Everyone Wants to be an Editor
By uczcew0, on 2 December 2015
On the first day of classes for my Publishing MA, our tutors asked, “Raise of hands, who in this room wants to be an editor?” More than half of the hands, including my own, made their way into the air. To this they gave us a knowing smile and said, “By the end of the week, we’ll see how many of you stick to that.”
During a week-long module titled, “Publishing Context,” the class was introduced to people from every nook and cranny of the industry. While some of us stuck to our editorial dreams, many hands that were once eager for editing had switched sides. I myself began to waver in my convictions. The reasons for this included a better understanding of what editors actually do and a more comprehensive explanation of other parts of the publishing process. In my series, “Everyone Wants to Be An Editor,” I will be exploring the secrets this module revealed.
To begin, I think it is important to dispel some myths about what editors do. I don’t do this to scare away people from being editors, but to better inform you of what the job entails.
- Slush piles have moved – I know that I dreamed of starting my publishing days going through the fabled “slush pile” to find literary gold like I was Indiana Jones. The truth is nowadays most publishing companies do not take unsolicited material, meaning that many editors get the picks of the litter and are pitched books. If you want to be a manuscript archeologist, you will probably want to try working in a literary agency instead.
- Copyediting is rented out – Though I do not fit in this camp, there are those odd but beautiful people who enjoy the nitty-gritty of editing. They spot misplaced commas and spelling errors from miles away. While this skill is helpful, it is not always the main concern of editors. In fact, more and more copyediting is now given to freelancers because it is more economical. So if you felt you needed to join an editorial team to rid the publishing world of poor grammar, you might consider offering your services in this way. The work is more flexible and, if you’re lucky, you might get to work from home!
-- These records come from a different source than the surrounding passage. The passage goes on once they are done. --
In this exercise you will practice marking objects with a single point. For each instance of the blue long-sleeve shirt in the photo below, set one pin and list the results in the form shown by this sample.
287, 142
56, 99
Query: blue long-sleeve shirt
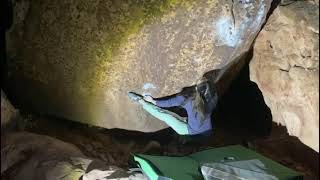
194, 123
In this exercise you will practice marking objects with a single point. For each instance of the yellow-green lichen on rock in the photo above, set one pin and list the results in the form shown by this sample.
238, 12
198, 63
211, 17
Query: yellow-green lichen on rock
77, 59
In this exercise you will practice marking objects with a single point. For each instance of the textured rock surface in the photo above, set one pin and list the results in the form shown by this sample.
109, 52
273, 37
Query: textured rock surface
286, 68
8, 112
30, 156
78, 59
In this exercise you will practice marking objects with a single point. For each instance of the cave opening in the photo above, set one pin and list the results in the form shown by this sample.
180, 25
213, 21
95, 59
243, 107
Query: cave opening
242, 117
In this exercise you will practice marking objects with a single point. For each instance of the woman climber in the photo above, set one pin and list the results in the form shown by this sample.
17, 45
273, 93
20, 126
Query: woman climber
199, 101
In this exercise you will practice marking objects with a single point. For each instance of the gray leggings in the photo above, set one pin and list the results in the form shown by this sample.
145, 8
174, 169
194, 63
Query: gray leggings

- Editors don’t make bank – On the first day of class, our guest lecturer asked us who wanted to be an editor. With a laugh, he said, “Oh good, so you don’t want to make money.” This is slightly hyperbolic because, according to the U.S. Bureau of Labor Statistics, 10% of editors do earn almost $100,000 a year (around £65,000). However, in the UK, the pay averages to £26,500, and that is only if you are lead editor. Assistant editors get around £20,000 and editorial assistants get around £18,000 (PayScale). Comparatively copyright/rights directors can make £45,000+ (Prospect). But book publishing isn’t about the money… right?
- You’re not always an author’s best friend – There are two reasons for this. First, you will have less contact with them than in the past. Literary agents often play liaison and technology makes it easier to send drafts back and forth with little interaction. Second, most authors will not appreciate you telling them that one of their characters doesn’t work or their favourite line is pretentious. Some authors might see you as the enemy, trying to change “perfection.” So if you wanted to enter publishing to rub elbows with literary geniuses, editorial might not be the best section for you.
These are just a few things to think about before you continue to pursue your editorial dreams. Next month, I will start to show you other publishing career options that might interest you, starting with literary agents.